People who hunt them say a dog-chased hare very often circles back, apparently reluctant to leave its home area.

Hares unwittingly supply protein to food webs wherever they live and any predator who can catch them eats them like popcorn. Coyotes, wolves, cougars, bobcats, weasels, lynx, foxes, owls, etc.

(In the Olympics here we have no lynxes or wolves and very few foxes.)

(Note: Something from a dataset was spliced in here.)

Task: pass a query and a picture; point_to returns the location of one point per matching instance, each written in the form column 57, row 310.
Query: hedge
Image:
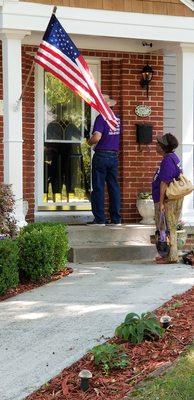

You know those red-tailed hawks you see on poles next to the highway? They eat a lot of voles, but if they nail a hare, they get the rest of the day off.

In winter most other prey animals are under ground or snow and hares are the only thing left in the cupboard. It’s estimated that 85 percent of snowshoe hares don’t survive their first year.

Hares make up for these huge losses by reproducing “like rabbits.” The female, or “jill,” requires a chase to get in the mood and quality mates are the “bucks” able to catch her. Females can produce several litters of 4-6 “leveretes” per year and the young often just sort of pop out while she goes about her business.

There isn’t really any nest, maybe just a scrape under some bushes where the female hangs out during the day and the young are sometimes born there. They come out fully furred and able to hop around and eat right away, kind of like a chicken chick.

That’s the biggest difference between hares and rabbits. Hares give birth to precocial young, which are pretty much ready to go at birth. Females nurse only casually for a couple of days and then the young are on their own.

We don’t have any wild rabbits like cottontails in the Olympics, but if we did, they’d give birth to altricial young, which are blind and hairless and require weeks of delicate care and feeding (like you did).

For some unknown reason, hare populations vary wildly on about an 8-11-year cycle and their predators’ numbers follow suit, especially the single-minded lynx. (There’s a famous graph of Hudson Bay hare and lynx fur records over many years that beautifully illustrates the relationship between predator and prey. Google “hare and lynx populations” and you’ll see what I mean.)

Elderly hares are extremely rare and no more than 5 years old. I know of a captive hare that is about 10.

They eat a variety of grasses, leaves, forbs, twigs, bark and garden vegetables. Sometimes in winter they’ll girdle small trees at top of the snow. They will sometimes nibble dead animals, especially in winter.

If you were thinking of being a hare in your next life, please consider the following: Like many lagomorphs (rabbits and hares) and some rodents, hares are coprohagous, meaning they eat their own poop, um, all the time.

I’m not one to criticize lifestyles, but hares and rabbits have been around for over 30 million years! Come on! Couldn’t they have come up with a better digestive system by now?

Well, apparently they need to run their food through twice in order to squeeze out all the nutrients. Often eaten right from the source, but for some members of this family, bacteria that perform some crucial stage of food breakdown must have sunlight to complete their job.

If I remember correctly, animals that rely on these kinds of digestive bacteria will slowly starve if deprived of their sunlight-ripened poops.

Adults weigh about 3-4 pounds, the females a little bigger. The “snowshoe” hind feet are about 4-6 inches long and covered with dense fur with stiff hairs on the bottom and between the toes. Snowshoes live throughout Canada south of the treeline, across northern United States and south along Appalachian, Rockies, Cascades, Sierra and into the Olympic mountains.

Over most of their range, they famously exchange brown summer coats for elegant white in winter. The changes are triggered by day length, not temperature, and years where snow comes early or stays late, they are pretty conspicuous for a few weeks.

Here in the Olympics and some other parts of their southern range, they stay brown all year.